Questo sistema favorisce i comunisti, che sono massa e, come nella famosa barzelletta, danno tutto al partito, contro il Centro Destra dove siamo individualisti e agiamo per il nostro personale successo.
Viceversa, proprio queste caratteristiche, favorirebbero la raccolta di voti nel Centro Destra se ci fossero preferenze all’interno di una lista, perché tutti i candidati lotterebbero per conseguire voti individuali che si trasformerebbero in voti di partito, mentre i comunisti eleggerebbero, come sempre, quelli indicati dal politburo e non porterebbero alla lista quel plus che è rappresentato dalla battaglia individuale.
Bersani, Alfano, Casini, Maroni lo sanno benissimo tutto questo e agiscono per ottenere la legge elettorale più favorevole alle proprie esigenze, solo che ci raccontano una favola ammantata da nobili ideali come se fossimo tutti “compagni” delle cellule cui possono dire tutto o il contrario di tutto, tanto “purchè sia scritto sull’Unità” …
E se, invece, ci tenessimo con una sola modifica (introdurre il premio di maggioranza per collegio nazionale e non regionale come volle Ciampi) la attuale legge ?
Magari con una piccola modifica costituzionale che porti a decadere i parlamentari che tradissero la coalizione per la quale sono stati eletti ?
L’attuale legge è la migliore per noi Italiani.
Con il premio di maggioranza di Coalizione consente la governabilità.
Con il sistema di coalizione consente a tutti i partiti di mantenere la propria identità, alleandosi preventivamente con quelli più affini ed evitando di tradire il voto degli elettori con alleanze decise nei corridoi dei palazzi dopo le elezioni.
Questo sistema spazzerebbe via le terze forze come Casini che non potrebbe reggere altri cinque anni fuori dai posti di potere.
Certo, c’è, in base ai sondaggi, la controindicazione della possibile vittoria dei comunisti.

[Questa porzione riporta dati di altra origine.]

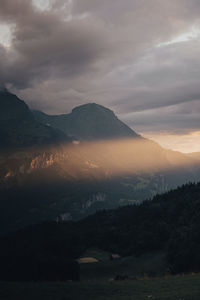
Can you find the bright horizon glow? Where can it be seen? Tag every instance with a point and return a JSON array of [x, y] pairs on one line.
[[185, 143], [5, 35]]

Ma vi sono anche altre considerazioni:
  1. questa legge obbligherebbe il Centro Destra a rinunciare ai personalismi ed a collegarsi in una unica coalizione, lasciando ad ogni forza la sua identità;
  2. obbligherebbe a stringersi attorno ad un Leader che non potrà che essere Silvio Berlusconi, spazzando via ogni ruggine che deriverebbe da una lotta fratricida;
  3. con l’autoeliminazione di Casini e Fini, che o si alleerebbero alla sinistra perdendo ogni credibilità residua (se ancora ne avessero) sul fronte “moderato” o andrebbero da soli per raccogliere le briciole, si potrebbe essere più fiduciosi in una pattuglia di parlamentari coesi e decisi che, finalmente, seguirebbe con più fedeltà il Leader;
  4. anche nel 2006 la coalizione di Berlusconi partiva strabattuta dai sondaggi, ma poi perse per soli venticinquemila voti tra l’altro usciti in modo dubbio dagli scrutini;
  5. la sinistra per vincere deve stare tutta assieme e magari con l’innesto di qualche “indipendente” centrista se non addirittura di qualche partito di centro. Non riuscì a governare per le profonde differenze e i dissidi interni nel 1996 e nel 2006, non ci riuscirebbe oggi. Sarebbe solo capace di aumentare le tasse, approvare leggi di devianza morale e, quindi, di perdere senza appello le elezioni successive.
Se io fossi Berlusconi ci proverei abbandonerei ogni tatticismo e ci starei a dare strenua battaglia al nemico con la legge elettorale vigente.